Total Law of Probability Question In a community $25\%$ of the residents are smokers. Suppose $30\%$ of the smokers claim that they don’t smoke, and all non-smokers say they don’t smoke. What is the probability that when someone says that he does not smoke, he is telling the truth?
Using the total law of probability, 
$$P(A \hspace{.1cm} \text{and} \hspace{.1cm} B^c) = 0.25$$
$$P(A \hspace{.1cm} \text{and} \hspace{.1cm} B) = 0.85 + (0.3*0.25) = 0.925$$
$$P(A^c \hspace{.1cm} \text{and} \hspace{.1cm} B) = 0.85$$
from here, I'm stuck because my thought was to take the total number of people claiming they don't smoke over the number of people who don't smoke but that gives a probability greater than $1$ which is incorrect.
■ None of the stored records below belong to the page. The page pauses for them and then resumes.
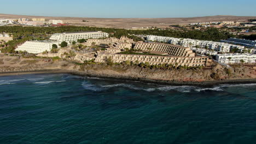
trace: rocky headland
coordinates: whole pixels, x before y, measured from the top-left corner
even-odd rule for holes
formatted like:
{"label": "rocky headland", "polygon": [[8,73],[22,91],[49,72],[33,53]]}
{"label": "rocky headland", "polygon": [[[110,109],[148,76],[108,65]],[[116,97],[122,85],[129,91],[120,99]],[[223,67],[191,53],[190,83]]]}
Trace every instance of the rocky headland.
{"label": "rocky headland", "polygon": [[28,72],[69,73],[172,85],[207,86],[226,83],[256,82],[256,70],[244,65],[228,68],[216,64],[211,68],[165,70],[136,65],[108,65],[105,63],[94,63],[79,64],[67,60],[0,55],[0,76],[28,74]]}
Any tips?
 A: Just a tip.
Start with $400$ residents. 


*

*$300$ don't smoke

*$30$ do smoke and claim that they don't smoke

*$70$ do smoke and admit


How many claim that they don't smoke? And how many of them are speaking the truth on that?
A: Let $A$ be the event that the person does not smoke; let $B$ be the event that the person claims not to smoke.  Then the probability the person is telling the truth is
\begin{align*}
P(A \mid B) & = \frac{P(A \cap B)}{P(B)}\\
            & = \frac{P(B \mid A)P(A)}{P(B \mid A)P(A) + P(B \mid A^C)P(A^C)}
\end{align*}
We are given $P(A^C) = 0.25$, $P(B \mid A) = 1$, $P(B \mid A^C) = 0.3$.  Use $P(A) = 1 - P(A^C)$ to determine $P(A)$.
A: 30% of the 25% who smoke say they don't smoke. This means that 30%*25%=7.5% of the members of the community are lying, by saying that they don't smoke. 75% of the people in the community actually don't smoke. So the total percentage of people who say they don't smoke is 75%+7.5%=82.5%. As the percentage of people who actually don't smoke is 75%, the probability that somebody claiming that they don't smoke is telling the truth is 0.75/0.825, which is around 90%.